The second design principle is role-based delivery. Senior management needs to understand reporting lines, incident escalation, board exposure, and resourcing responsibilities. Finance and customer-facing teams may need AML and suspicious-transaction awareness. HR, IT, and operations need stronger data-protection training. Sales, pricing, and procurement teams need competition-law awareness. OHS obligations may require broader workforce coverage with specific refresh triggers. Turkish compliance training works best when it follows the legal risk of the role rather than the organizational convenience of giving everyone identical content. That is also the model most consistent with the official materials, which repeatedly connect training to function, risk, and practical duties.

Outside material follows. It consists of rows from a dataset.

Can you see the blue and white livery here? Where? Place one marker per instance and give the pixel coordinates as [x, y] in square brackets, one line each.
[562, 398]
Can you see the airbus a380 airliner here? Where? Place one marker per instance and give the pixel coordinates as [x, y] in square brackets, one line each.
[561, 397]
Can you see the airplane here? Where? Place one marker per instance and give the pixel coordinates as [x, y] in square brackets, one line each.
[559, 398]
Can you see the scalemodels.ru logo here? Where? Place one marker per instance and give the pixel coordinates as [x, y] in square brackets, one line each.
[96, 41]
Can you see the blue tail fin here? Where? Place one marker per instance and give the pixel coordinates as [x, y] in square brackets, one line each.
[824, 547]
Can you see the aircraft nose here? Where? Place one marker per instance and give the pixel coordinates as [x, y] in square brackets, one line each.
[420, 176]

The third principle is documentation. In Turkey, the company should assume that training records may later matter in an investigation, dispute, audit, or internal review. Who attended, what was covered, when it was delivered, in what language, by whom, with what assessment or acknowledgement—these are not minor administrative details. They help show that the company moved from policy to implementation. The official OHS law even treats training time as working time and requires specific training in specified situations, while public internal-control guidance expressly asks about training frequency and awareness measurement. A training program that leaves no evidence behind is much harder to defend.

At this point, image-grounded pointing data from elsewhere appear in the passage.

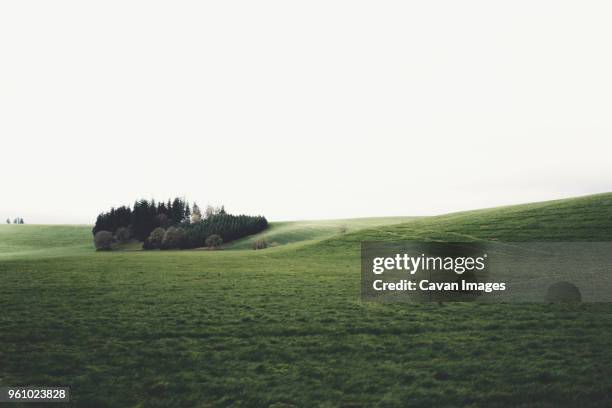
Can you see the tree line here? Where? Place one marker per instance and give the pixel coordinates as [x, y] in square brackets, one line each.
[172, 224]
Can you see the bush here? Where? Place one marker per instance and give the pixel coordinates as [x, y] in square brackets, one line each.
[122, 234]
[260, 244]
[154, 240]
[103, 240]
[214, 241]
[173, 238]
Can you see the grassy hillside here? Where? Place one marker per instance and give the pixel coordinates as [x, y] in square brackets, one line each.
[282, 233]
[43, 240]
[285, 326]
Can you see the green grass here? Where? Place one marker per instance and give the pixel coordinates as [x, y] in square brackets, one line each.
[285, 326]
[305, 232]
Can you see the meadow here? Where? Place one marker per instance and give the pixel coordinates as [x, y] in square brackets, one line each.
[285, 326]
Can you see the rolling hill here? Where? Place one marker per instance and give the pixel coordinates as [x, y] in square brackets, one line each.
[285, 326]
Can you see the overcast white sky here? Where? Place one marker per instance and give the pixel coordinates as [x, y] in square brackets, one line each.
[297, 110]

The fourth principle is refresh and reinforcement. Turkish legal sources do not support the idea that one training session solves the problem forever. OHS law requires periodic repetition where necessary and additional training after accidents or long absences. MASAK’s framework treats compliance as a living program with review and update logic. Public internal-control guidance asks whether awareness training is repeated and whether awareness levels are measured. The practical implication is that Turkish compliance training should be recurring, event-driven, and supported by reminders, quick guides, internal communications, and post-incident updates rather than by annual presentations alone.
Conclusion
Compliance training and employee awareness programs in Turkey should be understood as a legal-control mechanism, not merely a corporate culture initiative. Turkish law and official guidance create direct training duties in some fields, such as occupational health and safety, and strong training expectations in others, such as AML, personal data protection, competition law, internal control, ethics, and listed-company governance. Official sources show that training is treated as part of compliance-program architecture, as an administrative security measure, as a means of preventing worker harm, as a tool for increasing competition awareness, and as a core element of an ethical control environment.
For companies operating in Turkey, the practical message is clear. The question is not whether employees should be trained. The question is whether the training given is legally relevant, role-specific, documented, repeated when needed, and integrated with internal reporting and control systems. In Turkish practice, that is the difference between a training calendar and a real compliance program.